Using the available sub‐sample of participants with diagnostic interview data (n = 62), scores on the PHQ and GAD forms were compared between participants with and without formal diagnoses. Scores on the PHQ‐2 and PHQ‐9 were significantly different between those individuals with and without a diagnosis of major depressive disorder (PHQ‐2: F 1, 60 = 14.96, p < 0.001; PHQ‐9: F 1, 60 = 28.21, p < 0.001). Similarly, scores on the GAD‐2 and GAD‐7 differed significantly between individuals with and without a diagnosis of generalized anxiety disorder (GAD‐2: F 1, 60 = 11.80, p = 0.001; GAD‐7: F 1,60 = 18.12 p < 0.001), indicating good criterion validity. There was no difference in discriminative validity between the long and short forms. The correlations with the K‐10, a conceptually related measure, were acceptable for all scales: PHQ‐9: 0.73, PHQ‐2: 0.60, GAD‐7: 0.76, and GAD‐2: 0.69.

Diagnostic accuracy

ROC curve analyses were conducted using pre‐treatment scores across the whole sample to determine the diagnostic accuracy of the scales. The PHQ‐2 and PHQ‐9 both demonstrated acceptable discriminative validity (AUCs 0.77–0.83; see Table 4). Similar results were obtained for the GAD‐2 and GAD‐7 (AUCs 0.72–0.80).

TABLE 4.

Diagnostic properties of anxiety and depression measures (n = 62)

PHQ‐2

AUC: 0.77 (0.65–0.87)

GAD‐2

AUC: 0.72 (0.59–0.83)

Sensitivity Specificity Likelihood ratio Sensitivity Specificity Likelihood ratio
>2 62 88 5.18 64 60 1.59
>3 a 38 88 3.15 50 90 5.00
>4 22 96 5.41 27 95 5.45

PHQ‐9

AUC: 0.83 (0.72–0.92)

GAD‐7

AUC: 0.80 (0.67–0.89)

Sensitivity Specificity Likelihood ratio Sensitivity Specificity Likelihood ratio
>5 100 24 1.32 91 28 1.25
>6 97 32 1.43 86 38 1.38
>7 97 36 1.52 86 50 1.73
>8 89 56 2.03 82 65 2.34
>9 81 60 2.03 73 70 2.42
>10 b 81 60 2.03 73 83 4.16
>11 73 64 2.03 68 90 6.82
>12 68 80 3.38 45 90 4.55
>13 68 80 3.38 27 93 3.64

The Mini International Neuropsychiatric Interview (MINI) was used as the gold‐standard reference measure.

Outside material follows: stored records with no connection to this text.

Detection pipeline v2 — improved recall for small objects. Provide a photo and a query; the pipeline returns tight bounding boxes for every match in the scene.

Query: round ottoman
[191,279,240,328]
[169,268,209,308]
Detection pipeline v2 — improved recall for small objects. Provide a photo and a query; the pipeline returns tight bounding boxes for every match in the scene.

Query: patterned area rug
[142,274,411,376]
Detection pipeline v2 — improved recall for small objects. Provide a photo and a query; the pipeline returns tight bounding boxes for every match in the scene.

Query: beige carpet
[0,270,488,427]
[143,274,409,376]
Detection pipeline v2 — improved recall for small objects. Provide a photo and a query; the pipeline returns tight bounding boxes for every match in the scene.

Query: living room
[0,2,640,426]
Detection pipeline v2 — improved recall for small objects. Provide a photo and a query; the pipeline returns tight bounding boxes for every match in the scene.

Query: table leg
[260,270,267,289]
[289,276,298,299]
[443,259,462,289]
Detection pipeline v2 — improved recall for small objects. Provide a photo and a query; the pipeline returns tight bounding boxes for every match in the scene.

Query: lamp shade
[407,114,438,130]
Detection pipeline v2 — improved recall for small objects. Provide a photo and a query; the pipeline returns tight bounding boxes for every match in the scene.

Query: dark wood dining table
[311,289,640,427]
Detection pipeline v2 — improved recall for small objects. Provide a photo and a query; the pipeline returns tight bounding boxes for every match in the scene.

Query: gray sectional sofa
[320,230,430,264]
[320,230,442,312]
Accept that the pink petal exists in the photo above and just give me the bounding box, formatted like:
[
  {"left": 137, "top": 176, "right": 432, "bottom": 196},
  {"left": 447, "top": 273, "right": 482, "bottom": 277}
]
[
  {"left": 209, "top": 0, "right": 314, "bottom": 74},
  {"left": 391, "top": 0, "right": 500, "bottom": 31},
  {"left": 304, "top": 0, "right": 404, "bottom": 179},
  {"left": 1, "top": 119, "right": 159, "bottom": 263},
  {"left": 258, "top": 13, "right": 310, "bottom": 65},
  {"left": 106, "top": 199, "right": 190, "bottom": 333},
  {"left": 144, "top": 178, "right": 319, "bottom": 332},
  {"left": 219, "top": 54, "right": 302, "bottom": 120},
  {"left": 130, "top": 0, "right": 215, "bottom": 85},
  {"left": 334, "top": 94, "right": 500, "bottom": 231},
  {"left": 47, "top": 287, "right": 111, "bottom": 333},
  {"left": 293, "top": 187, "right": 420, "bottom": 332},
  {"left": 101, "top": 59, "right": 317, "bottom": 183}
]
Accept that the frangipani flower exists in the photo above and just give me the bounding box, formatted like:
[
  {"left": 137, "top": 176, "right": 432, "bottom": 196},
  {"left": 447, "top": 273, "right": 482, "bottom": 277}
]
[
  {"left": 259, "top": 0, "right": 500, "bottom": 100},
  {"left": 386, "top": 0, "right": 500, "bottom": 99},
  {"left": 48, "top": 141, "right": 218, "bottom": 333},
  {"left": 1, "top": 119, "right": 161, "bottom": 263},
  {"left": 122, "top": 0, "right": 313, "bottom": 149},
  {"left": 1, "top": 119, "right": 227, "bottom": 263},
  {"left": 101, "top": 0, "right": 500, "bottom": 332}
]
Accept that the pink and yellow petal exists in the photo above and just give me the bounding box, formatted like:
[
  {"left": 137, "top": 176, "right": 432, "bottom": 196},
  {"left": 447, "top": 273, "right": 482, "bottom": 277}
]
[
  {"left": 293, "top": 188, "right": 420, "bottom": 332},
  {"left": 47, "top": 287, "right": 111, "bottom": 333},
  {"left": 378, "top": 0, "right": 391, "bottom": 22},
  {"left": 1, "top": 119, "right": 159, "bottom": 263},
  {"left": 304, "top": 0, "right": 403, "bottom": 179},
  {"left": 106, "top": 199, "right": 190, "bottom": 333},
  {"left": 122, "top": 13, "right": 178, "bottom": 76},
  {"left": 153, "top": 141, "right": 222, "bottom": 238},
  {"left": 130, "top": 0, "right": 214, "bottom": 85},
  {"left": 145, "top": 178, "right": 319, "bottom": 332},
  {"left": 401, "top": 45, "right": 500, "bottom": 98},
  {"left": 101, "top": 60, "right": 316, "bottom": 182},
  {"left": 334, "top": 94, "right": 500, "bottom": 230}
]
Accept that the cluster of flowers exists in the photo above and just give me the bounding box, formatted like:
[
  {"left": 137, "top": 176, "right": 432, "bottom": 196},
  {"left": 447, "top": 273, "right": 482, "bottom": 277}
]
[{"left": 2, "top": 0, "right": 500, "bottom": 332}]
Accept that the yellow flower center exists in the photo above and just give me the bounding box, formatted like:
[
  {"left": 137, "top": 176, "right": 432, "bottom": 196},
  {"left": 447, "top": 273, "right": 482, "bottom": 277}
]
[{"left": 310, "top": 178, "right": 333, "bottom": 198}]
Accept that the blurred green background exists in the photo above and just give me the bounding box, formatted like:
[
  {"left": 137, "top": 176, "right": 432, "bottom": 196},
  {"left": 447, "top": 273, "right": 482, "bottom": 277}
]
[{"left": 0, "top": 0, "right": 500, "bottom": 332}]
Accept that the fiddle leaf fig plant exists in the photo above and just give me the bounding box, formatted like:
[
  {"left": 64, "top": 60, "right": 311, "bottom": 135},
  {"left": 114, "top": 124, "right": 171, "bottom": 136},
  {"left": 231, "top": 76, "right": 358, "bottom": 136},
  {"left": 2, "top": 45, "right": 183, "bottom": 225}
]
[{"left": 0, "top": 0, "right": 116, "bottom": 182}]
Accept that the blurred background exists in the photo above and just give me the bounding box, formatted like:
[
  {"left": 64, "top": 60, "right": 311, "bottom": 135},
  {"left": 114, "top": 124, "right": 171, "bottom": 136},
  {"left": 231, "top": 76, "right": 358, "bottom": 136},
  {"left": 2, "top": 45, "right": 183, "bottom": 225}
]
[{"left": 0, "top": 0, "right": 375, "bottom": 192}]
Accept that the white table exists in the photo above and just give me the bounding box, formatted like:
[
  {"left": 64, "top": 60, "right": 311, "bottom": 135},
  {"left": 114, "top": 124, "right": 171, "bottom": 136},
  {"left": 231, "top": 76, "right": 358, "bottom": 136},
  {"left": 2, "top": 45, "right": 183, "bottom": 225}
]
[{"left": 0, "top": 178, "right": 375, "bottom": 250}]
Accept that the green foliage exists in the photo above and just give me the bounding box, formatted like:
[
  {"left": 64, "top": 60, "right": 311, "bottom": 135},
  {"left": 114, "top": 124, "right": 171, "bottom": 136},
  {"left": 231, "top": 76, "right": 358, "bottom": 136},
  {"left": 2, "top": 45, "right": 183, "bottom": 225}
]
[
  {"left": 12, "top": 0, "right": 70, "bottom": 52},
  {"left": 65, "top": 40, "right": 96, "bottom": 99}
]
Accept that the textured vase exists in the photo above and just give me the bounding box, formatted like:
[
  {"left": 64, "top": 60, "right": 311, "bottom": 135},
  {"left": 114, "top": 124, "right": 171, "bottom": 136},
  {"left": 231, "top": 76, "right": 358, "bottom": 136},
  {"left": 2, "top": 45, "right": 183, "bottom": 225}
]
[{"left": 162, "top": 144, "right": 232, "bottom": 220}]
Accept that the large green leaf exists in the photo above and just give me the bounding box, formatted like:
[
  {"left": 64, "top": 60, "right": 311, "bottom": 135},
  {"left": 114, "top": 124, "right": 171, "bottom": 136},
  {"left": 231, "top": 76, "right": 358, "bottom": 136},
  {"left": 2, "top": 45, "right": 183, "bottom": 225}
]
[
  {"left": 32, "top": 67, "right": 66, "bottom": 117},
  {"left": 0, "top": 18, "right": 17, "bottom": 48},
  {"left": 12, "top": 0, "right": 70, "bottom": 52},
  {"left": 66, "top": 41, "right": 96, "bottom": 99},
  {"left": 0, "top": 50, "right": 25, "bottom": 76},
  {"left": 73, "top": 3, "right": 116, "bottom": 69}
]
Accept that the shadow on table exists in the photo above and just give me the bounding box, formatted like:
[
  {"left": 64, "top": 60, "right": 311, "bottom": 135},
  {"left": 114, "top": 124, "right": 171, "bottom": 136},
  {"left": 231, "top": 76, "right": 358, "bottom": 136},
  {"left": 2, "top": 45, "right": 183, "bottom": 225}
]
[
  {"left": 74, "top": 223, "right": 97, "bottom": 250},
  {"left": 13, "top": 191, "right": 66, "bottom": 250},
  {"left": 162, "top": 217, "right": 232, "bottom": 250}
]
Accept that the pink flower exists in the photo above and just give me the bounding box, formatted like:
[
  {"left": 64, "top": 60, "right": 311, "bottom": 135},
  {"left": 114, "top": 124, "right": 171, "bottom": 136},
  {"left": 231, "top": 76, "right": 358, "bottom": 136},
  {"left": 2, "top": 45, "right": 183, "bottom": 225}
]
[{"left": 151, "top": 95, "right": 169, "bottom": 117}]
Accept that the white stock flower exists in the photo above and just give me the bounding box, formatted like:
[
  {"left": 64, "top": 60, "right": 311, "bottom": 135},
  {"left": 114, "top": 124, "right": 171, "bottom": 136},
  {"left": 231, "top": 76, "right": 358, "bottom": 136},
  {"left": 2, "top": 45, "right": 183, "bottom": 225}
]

Values in bold indicate the optimal cutoff score.

a

A cutoff of 3 is recommended for the PHQ‐2 and GAD‐2. 14 , 15

b

A cutoff of 10 is recommended for the PHQ‐9 and GAD‐7. 8 , 9

Sensitivity and specificity are presented in Table 4. Consistent with previous research using general population samples, the optimal cutoff score for the GAD‐2 was ≥3 (sensitivity: 50, specificity: 90, likelihood ratio: 5.00). However, ROC analyses suggested a lower cutoff score for the PHQ‐2 at ≥2 (sensitivity: 62, specificity: 88, likelihood ratio: 5.18). For the long forms, ROC analyses suggested cutoff scores at higher points than previously reported using general population samples. For the PHQ‐9, a score of ≥12/13 indicated optimal sensitivity and specificity (sensitivity: 68, specificity: 80, likelihood ratio: 3.38), while the GAD‐7 showed optimal sensitivity and specificity at ≥11 (sensitivity: 68, specificity: 90, likelihood ratio: 6.82).

Responsiveness to change

Generalized estimating equations analyses were conducted to assess the responsiveness of the self‐report scales to change over time in the treatment group using only those participants with complete post‐treatment data (n = 824). For the PHQ forms, there was a significant decrease in scores from pre‐treatment to post‐treatment for both the PHQ‐2 (Wald's χ 2 = 195.96, p < 0.001) and PHQ‐9 (Wald's χ 2 = 409.01, p < 0.001). Similar results were obtained for the GAD forms, such that there was a significant decrease in scores from pre‐treatment to post‐treatment for the GAD‐2 (Wald's χ 2 = 151.46, p < 0.001) and the GAD‐7 (Wald's χ 2 = 216.83, p < 0.001).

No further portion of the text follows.